For fans of seat-of-the-pants comedy (also known as improv) here at the College, this past weekend was a good one.

The Mixed Signals, the improv group here on campus, both put on a show and bolstered their numbers, adding three new members to the group after a long and grueling audition process.

The Mixed Signals play a number of improv games, all of which induce comedic chaos. (AP Photo)

“It was a difficult pool to choose from. We had a lot of talented people come out,” Mixed Signals President Jonathan Dowler said. “Everyone who tried out was very entertaining, and we picked three people who we think are going to best exemplify what we’re looking for in new members.”

Three new members emerged from the pack of talented potentials, all of whom had to perform multiple improvised games in front of the troupe with varying partners and groups. Ultimately, they narrowed it down to freshmen interactive multimedia major Beau Aranosian, freshman physics and secondary education double major Maxwell Calsetta and sophomore computer science and interactive multimedia double major Matthew Steuerer.

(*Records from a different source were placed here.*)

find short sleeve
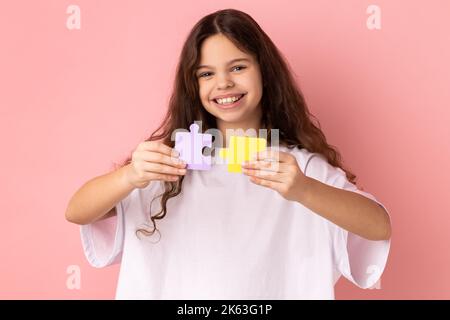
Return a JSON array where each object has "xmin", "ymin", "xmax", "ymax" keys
[
  {"xmin": 304, "ymin": 153, "xmax": 391, "ymax": 289},
  {"xmin": 80, "ymin": 196, "xmax": 129, "ymax": 268}
]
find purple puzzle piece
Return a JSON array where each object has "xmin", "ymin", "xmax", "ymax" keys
[{"xmin": 174, "ymin": 123, "xmax": 212, "ymax": 170}]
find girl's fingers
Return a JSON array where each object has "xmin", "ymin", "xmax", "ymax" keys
[
  {"xmin": 140, "ymin": 140, "xmax": 179, "ymax": 158},
  {"xmin": 143, "ymin": 162, "xmax": 187, "ymax": 176},
  {"xmin": 140, "ymin": 151, "xmax": 187, "ymax": 168},
  {"xmin": 148, "ymin": 172, "xmax": 181, "ymax": 182},
  {"xmin": 248, "ymin": 175, "xmax": 284, "ymax": 191},
  {"xmin": 242, "ymin": 167, "xmax": 285, "ymax": 183},
  {"xmin": 241, "ymin": 160, "xmax": 289, "ymax": 173},
  {"xmin": 252, "ymin": 149, "xmax": 293, "ymax": 164}
]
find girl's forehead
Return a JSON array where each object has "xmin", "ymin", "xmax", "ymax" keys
[{"xmin": 200, "ymin": 35, "xmax": 250, "ymax": 59}]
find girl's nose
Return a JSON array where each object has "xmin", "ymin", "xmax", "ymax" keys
[{"xmin": 217, "ymin": 75, "xmax": 234, "ymax": 89}]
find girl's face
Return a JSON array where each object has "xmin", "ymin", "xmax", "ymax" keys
[{"xmin": 196, "ymin": 34, "xmax": 263, "ymax": 131}]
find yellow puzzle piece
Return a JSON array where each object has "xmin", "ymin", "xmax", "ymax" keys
[{"xmin": 219, "ymin": 136, "xmax": 267, "ymax": 173}]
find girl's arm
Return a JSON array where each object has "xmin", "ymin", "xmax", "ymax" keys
[
  {"xmin": 65, "ymin": 164, "xmax": 136, "ymax": 225},
  {"xmin": 65, "ymin": 141, "xmax": 186, "ymax": 225},
  {"xmin": 242, "ymin": 150, "xmax": 391, "ymax": 241},
  {"xmin": 296, "ymin": 177, "xmax": 391, "ymax": 241}
]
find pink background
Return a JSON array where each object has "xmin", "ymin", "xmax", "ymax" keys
[{"xmin": 1, "ymin": 0, "xmax": 449, "ymax": 299}]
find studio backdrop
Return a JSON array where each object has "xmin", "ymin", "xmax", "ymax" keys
[{"xmin": 0, "ymin": 0, "xmax": 449, "ymax": 299}]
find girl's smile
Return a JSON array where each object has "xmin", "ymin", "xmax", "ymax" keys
[{"xmin": 212, "ymin": 93, "xmax": 247, "ymax": 110}]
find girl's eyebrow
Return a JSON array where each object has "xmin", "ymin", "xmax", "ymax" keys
[{"xmin": 196, "ymin": 58, "xmax": 251, "ymax": 70}]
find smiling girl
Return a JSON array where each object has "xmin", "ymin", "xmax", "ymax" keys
[{"xmin": 66, "ymin": 8, "xmax": 391, "ymax": 299}]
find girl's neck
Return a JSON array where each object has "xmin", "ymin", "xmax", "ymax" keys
[{"xmin": 217, "ymin": 120, "xmax": 263, "ymax": 148}]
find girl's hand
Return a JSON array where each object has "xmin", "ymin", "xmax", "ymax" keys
[
  {"xmin": 125, "ymin": 141, "xmax": 187, "ymax": 189},
  {"xmin": 241, "ymin": 149, "xmax": 311, "ymax": 202}
]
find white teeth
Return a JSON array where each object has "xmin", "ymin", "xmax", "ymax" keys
[{"xmin": 215, "ymin": 95, "xmax": 242, "ymax": 105}]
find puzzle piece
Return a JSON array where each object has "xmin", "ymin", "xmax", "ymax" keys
[
  {"xmin": 219, "ymin": 136, "xmax": 267, "ymax": 173},
  {"xmin": 174, "ymin": 123, "xmax": 212, "ymax": 170}
]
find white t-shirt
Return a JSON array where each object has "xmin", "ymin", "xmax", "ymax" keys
[{"xmin": 80, "ymin": 146, "xmax": 390, "ymax": 299}]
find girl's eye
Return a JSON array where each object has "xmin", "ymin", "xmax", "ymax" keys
[
  {"xmin": 232, "ymin": 65, "xmax": 246, "ymax": 72},
  {"xmin": 198, "ymin": 66, "xmax": 247, "ymax": 78}
]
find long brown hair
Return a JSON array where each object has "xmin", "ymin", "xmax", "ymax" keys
[{"xmin": 116, "ymin": 8, "xmax": 357, "ymax": 238}]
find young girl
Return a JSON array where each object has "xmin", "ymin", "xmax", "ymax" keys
[{"xmin": 66, "ymin": 8, "xmax": 391, "ymax": 299}]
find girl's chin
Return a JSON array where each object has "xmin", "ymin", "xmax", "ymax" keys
[
  {"xmin": 215, "ymin": 114, "xmax": 243, "ymax": 124},
  {"xmin": 206, "ymin": 107, "xmax": 245, "ymax": 123}
]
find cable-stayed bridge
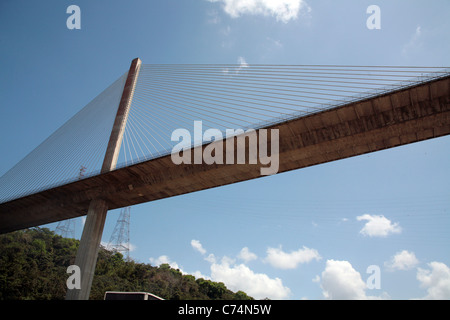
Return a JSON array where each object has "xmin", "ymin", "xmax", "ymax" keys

“I think this is the one kind of audition process where you can actually make friends,” Aranosian said prior to the troupe’s decision to adding him as a member. “You aren’t just trying to make yourself look good, but you’re trying to make everyone else look good … that’s what improv is.”

For Steuerer, getting in was some time in the making.

“I’ve always gone to see the shows and tried out last year. I didn’t get in, so I’m coming out for a second try,” Steuerer said.

With the new members decided, the Signals still had to put on a show Sunday night, which the group collectively called “our craziest show ever.”

Performing games such as “Pull a Line,” “Oscar-winning Moment” and “No Minor Characters,” the Mixed Signals entertained the crowd with antics that were indeed a bit more chaotic than their usual fare. One especially memorable scene in “No Minor Characters” involved several members birthing fully-grown other members of the group, which made more sense in context — but not all that much more.

Thankfully, when the crazy parts happened, the troupe knew what to do.

“When we’re doing a scene (like that), it’s all on the spot,” sophomore history and secondary education double major Rachel Friedman said. “But we all have a lot of ideas, and we want our ideas to line up. So, a lot of times, we’ll just whisper to each other what we’re going to do … It’s nice to kind of know what the other people are going to do.”

“It’s amazing how many times we’ll go to each other to say what we’re thinking of doing. Then we’ll all be on the same page, and that’s kind of encouraging,” Friedman added.

Perhaps senior computer science major Lindsey Nice summed up the overall feel of the night’s event when she called out the troupe’s president after the show.

“Dowler loves to twerk,” she said affectionately.

After a full weekend of made-up jokes and quick thinking, who can really blame him?